Aim 2 will entail daily self-monitoring of chemosensory function in at-risk populations with data tracked through a secure online portal. The novelty of this confectionary-based test is that it provides standard stimuli that can yield objective measures of both the qualitative and quantitative aspects of smell (aroma and flavor) and taste (sweet and sour). Moreover, both orthonasal and retronasal olfactory function will be independently assessed. The test can be self-administered and the familiar, pleasant nature of the stimuli should facilitate a high compliance rate, allowing for continuous monitoring over prolonged periods. Moreover, the test is rapid and inexpensive. Data will be incorporated into a predictive model for COVID 19 and assessed using AOC analyses of sensitivity and specificity. OSU is a leading large public land grant university with a varied population of students, faculty, and support staff that includes all health care specialties. These characteristics, along with the University-mandated regular PCR testing of students and staff makes it a perfect site to perform this urgent research.
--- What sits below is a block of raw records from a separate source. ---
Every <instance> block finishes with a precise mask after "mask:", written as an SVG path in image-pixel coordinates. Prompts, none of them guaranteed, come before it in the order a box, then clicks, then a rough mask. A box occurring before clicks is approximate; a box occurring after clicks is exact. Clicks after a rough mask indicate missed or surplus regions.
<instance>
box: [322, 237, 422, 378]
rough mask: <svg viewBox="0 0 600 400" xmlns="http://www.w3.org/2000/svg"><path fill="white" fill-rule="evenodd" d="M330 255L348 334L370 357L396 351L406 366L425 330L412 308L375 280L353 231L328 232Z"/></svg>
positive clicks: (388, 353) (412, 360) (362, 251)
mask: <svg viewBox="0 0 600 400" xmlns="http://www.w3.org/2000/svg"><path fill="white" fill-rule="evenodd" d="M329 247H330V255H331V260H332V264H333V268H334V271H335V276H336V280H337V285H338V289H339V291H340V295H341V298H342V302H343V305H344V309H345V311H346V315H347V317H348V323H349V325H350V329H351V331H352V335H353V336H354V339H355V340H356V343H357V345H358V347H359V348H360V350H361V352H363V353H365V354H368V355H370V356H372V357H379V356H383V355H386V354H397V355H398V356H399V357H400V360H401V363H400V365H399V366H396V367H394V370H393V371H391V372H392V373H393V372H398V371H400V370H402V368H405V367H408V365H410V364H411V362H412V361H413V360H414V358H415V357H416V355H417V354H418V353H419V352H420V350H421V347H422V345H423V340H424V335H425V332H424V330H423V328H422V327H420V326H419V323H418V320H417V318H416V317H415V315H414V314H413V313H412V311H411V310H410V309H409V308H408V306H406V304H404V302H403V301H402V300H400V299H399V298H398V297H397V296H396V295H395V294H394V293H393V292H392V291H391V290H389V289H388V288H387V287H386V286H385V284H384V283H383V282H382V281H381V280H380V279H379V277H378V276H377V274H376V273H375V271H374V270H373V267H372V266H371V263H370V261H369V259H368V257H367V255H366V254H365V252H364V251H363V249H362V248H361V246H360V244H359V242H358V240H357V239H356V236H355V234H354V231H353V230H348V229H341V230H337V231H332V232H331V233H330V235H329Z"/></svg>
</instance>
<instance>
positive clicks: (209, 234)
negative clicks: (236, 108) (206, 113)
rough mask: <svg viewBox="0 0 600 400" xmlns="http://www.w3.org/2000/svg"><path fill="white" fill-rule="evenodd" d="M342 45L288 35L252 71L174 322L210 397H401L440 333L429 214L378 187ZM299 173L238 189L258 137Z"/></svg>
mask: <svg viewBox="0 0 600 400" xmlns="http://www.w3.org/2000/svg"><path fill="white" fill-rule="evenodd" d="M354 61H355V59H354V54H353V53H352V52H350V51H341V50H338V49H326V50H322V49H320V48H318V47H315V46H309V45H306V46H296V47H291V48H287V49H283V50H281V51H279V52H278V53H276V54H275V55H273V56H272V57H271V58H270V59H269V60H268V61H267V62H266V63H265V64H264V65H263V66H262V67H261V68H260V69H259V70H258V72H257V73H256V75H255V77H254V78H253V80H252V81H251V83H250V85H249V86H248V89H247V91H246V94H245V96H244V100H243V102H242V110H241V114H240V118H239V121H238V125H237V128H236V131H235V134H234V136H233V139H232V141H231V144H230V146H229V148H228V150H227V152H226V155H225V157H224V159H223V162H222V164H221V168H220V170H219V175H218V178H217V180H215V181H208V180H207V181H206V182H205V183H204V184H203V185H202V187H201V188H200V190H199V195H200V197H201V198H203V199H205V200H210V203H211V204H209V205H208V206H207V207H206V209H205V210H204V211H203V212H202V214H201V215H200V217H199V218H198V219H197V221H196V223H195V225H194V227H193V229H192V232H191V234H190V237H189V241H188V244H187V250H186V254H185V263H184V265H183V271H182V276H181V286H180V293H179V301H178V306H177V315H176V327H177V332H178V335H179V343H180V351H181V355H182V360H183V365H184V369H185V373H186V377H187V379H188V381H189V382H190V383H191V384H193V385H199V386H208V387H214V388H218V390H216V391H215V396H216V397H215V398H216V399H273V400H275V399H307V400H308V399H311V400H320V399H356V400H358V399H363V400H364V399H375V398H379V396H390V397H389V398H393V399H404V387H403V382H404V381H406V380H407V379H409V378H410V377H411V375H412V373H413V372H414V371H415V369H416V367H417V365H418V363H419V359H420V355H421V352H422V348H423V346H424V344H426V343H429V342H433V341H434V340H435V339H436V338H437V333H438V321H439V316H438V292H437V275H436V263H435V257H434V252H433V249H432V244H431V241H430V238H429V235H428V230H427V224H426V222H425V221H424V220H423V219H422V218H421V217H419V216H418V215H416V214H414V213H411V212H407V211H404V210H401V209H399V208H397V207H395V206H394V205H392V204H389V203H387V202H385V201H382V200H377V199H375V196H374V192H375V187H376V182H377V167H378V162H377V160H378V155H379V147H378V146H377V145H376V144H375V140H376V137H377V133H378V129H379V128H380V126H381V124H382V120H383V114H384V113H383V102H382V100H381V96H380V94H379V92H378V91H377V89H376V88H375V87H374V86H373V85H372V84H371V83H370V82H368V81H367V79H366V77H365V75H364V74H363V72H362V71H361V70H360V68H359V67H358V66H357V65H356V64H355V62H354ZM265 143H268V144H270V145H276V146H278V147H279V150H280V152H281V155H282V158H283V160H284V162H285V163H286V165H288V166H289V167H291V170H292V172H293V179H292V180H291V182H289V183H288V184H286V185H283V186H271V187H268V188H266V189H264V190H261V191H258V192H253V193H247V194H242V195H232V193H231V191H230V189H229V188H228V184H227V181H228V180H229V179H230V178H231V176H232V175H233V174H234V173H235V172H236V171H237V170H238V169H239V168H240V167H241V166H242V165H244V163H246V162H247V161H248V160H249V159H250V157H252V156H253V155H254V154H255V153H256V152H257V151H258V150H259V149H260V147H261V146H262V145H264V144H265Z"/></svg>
This research will develop a novel screening tool for COVID 19 using chemosensory testing. Loss of smell and/or taste is a predictive symptom of COVID 19 but current tests are not optimal for routine assessment in large populations of individuals. The development of a confectionary-based test will allow routine self-monitoring of chemosensory function using objective, sensitive, simple and inexpensive procedures to identify potential cases of COVID 19.